Highlights
Sarvam-M: India’s Ambitious Large Language Model
Indian AI startup Sarvam has introduced its flagship large language model (LLM), Sarvam-M. This 24-billion-parameter hybrid open-weights model is built on the Mistral Small framework. As a versatile and locally relevant alternative in the competitive global LLM landscape, Sarvam-M has garnered attention for its impressive performance in Indian languages, mathematics, and programming, although it has faced some scepticism from certain sectors of the tech community.
Understanding 24 Billion Parameters
When discussing parameters, it is essential to understand that they are the internal settings a language model employs to process and generate text. These can be compared to dials and switches that get calibrated during training to enhance the model’s understanding of grammar, context, facts, reasoning, and more. The number of parameters is crucial; the more parameters a model contains, the more refined its understanding and outputs can be, although this is also influenced by the quality of the training data and methods used. Sarvam-M, with its 24 billion parameters, is characterized as a mid-to-large scale model. It is considerably larger than open models like Mistral 7B but smaller than leading systems such as OpenAI’s GPT-4 or Google’s Gemini 1.5 Pro.

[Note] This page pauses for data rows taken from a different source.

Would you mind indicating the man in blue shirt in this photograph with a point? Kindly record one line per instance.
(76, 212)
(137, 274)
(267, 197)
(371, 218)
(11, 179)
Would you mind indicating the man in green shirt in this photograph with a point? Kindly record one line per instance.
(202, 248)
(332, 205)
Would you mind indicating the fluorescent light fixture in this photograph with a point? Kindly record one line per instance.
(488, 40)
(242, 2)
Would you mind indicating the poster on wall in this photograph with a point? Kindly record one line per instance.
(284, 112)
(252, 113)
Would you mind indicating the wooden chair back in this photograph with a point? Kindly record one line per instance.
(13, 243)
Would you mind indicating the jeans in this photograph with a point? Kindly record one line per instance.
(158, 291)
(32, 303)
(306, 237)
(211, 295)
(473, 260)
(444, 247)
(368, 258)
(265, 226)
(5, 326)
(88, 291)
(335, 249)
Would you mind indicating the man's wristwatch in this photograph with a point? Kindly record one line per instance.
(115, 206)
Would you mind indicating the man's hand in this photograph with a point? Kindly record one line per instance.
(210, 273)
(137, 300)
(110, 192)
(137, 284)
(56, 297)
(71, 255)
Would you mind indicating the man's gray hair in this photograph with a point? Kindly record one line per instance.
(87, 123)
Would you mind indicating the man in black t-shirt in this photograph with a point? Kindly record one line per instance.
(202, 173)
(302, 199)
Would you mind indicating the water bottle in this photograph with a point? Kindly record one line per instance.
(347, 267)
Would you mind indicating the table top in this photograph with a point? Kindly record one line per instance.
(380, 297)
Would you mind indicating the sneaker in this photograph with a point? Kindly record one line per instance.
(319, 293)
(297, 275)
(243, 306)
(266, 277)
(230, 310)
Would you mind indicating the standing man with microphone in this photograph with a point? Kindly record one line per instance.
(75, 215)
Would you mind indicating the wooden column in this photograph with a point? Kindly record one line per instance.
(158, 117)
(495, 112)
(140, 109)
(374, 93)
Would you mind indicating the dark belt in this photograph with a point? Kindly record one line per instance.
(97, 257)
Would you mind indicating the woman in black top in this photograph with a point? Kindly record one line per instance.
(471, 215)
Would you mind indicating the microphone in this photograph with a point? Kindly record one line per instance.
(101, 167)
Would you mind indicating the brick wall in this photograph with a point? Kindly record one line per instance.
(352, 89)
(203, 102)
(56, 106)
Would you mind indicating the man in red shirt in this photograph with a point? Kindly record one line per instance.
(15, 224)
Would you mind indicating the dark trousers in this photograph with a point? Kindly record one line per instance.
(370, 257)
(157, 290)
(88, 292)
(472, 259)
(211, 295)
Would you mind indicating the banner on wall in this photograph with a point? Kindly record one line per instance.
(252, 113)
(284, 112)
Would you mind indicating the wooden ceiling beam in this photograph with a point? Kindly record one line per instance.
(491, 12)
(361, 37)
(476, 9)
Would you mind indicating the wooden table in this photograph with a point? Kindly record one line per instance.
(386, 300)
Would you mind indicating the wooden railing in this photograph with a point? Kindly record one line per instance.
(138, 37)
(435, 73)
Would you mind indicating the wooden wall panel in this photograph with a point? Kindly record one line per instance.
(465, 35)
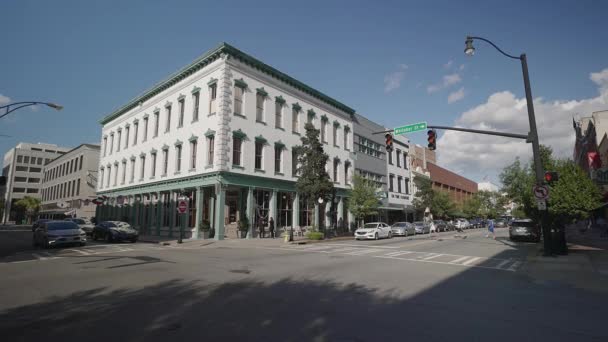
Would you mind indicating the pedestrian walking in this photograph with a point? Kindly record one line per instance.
(271, 227)
(491, 229)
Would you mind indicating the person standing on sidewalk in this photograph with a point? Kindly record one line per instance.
(271, 227)
(491, 229)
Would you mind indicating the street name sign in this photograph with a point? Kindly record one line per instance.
(421, 126)
(541, 192)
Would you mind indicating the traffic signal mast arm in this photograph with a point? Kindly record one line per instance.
(526, 137)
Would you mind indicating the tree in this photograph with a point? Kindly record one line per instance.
(363, 199)
(313, 182)
(30, 205)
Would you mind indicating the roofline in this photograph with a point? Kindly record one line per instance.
(211, 56)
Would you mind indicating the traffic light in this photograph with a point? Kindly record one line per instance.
(551, 177)
(389, 142)
(432, 139)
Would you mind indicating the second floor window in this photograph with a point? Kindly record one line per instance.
(180, 119)
(278, 114)
(196, 98)
(259, 107)
(259, 150)
(237, 144)
(156, 123)
(295, 121)
(178, 158)
(238, 100)
(168, 122)
(193, 148)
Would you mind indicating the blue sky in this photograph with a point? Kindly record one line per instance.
(396, 62)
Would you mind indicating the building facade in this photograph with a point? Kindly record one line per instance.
(220, 133)
(22, 168)
(69, 184)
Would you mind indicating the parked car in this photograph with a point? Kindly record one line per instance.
(421, 227)
(403, 229)
(441, 226)
(83, 224)
(374, 230)
(38, 223)
(524, 229)
(114, 231)
(55, 233)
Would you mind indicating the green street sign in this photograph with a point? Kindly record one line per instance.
(410, 128)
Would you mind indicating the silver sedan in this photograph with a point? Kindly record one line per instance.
(403, 229)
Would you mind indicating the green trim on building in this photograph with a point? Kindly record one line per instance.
(261, 139)
(210, 57)
(239, 134)
(261, 91)
(240, 83)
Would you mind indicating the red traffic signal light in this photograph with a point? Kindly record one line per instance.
(389, 142)
(551, 177)
(432, 139)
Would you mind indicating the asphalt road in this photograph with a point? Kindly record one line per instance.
(418, 289)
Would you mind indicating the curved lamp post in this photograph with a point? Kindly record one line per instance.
(18, 105)
(533, 136)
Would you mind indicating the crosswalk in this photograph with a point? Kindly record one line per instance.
(501, 264)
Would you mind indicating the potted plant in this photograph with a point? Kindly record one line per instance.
(243, 226)
(205, 228)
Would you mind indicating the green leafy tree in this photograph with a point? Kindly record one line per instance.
(30, 205)
(363, 200)
(313, 182)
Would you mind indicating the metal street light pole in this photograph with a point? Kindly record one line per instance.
(533, 135)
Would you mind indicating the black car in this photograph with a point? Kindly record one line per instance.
(524, 229)
(112, 231)
(39, 223)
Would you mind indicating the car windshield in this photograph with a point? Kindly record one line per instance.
(61, 225)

Comparing Sarvam-M with Leading Models
Here’s a snapshot of Sarvam-M’s position relative to other prominent models:
Model | Parameters | Strengths |
---|---|---|
Sarvam-M | 24B | Indian languages, maths, programming |
OpenAI GPT-4 | 1.8T (estimated) | General reasoning, coding, multilingual |
Gemini 1.5 Pro | 200B+ | Multimodal capabilities, advanced reasoning and coding performance |
Llama 3 70B | 70B | Reasoning, coding, and multilingual tasks |
Anthropic Claude 3.7 Sonnet | 2T (estimated) | High-quality summarisation, reasoning, and content generation |
Sarvam-M ranks below the largest proprietary models in size but excels in specific areas, especially in mathematics and reasoning in Indian languages. However, it falls behind in English-focused benchmarks such as MMLU, showing about a 1% performance gap and indicating the need for enhancement in broader linguistic generalisation.
The Development Process of Sarvam-M
The creation of Sarvam-M involved a three-phase training approach:
- Supervised Fine-Tuning (SFT): This phase utilized high-quality prompts and responses to develop the model’s conversational and reasoning skills while reducing cultural bias.
- Reinforcement Learning with Verifiable Rewards (RLVR): The model learned to follow instructions and resolve logic-heavy challenges through strategically designed rewards and feedback mechanisms.
- Inference Optimisation: Advanced compression techniques, such as FP8 quantisation, and improved decoding strategies enhanced efficiency and speed, though scalability challenges in high-concurrency settings remain.
Significance of Sarvam-M in the AI Landscape
Sarvam-M supports ten Indian languages and is capable of addressing competitive exam questions in Hindi, positioning it as a valuable tool for local education and translation initiatives. The model demonstrated an 86% improvement in a test integrating mathematics and romanised Indian languages, proving its robust multilingual reasoning capacity.
While there have been questions regarding whether Sarvam-M is “good enough” to compete on a global scale, its launch has notably elevated the profile of Indian contributions in the AI domain. The model is now available to the public through Sarvam’s API and on Hugging Face, allowing developers to create, test, and contribute further advancements.
Although it may not yet match the most sophisticated LLMs, Sarvam-M signifies a meaningful advancement in the effort to democratise AI development in India, making strides for users requiring support beyond just English.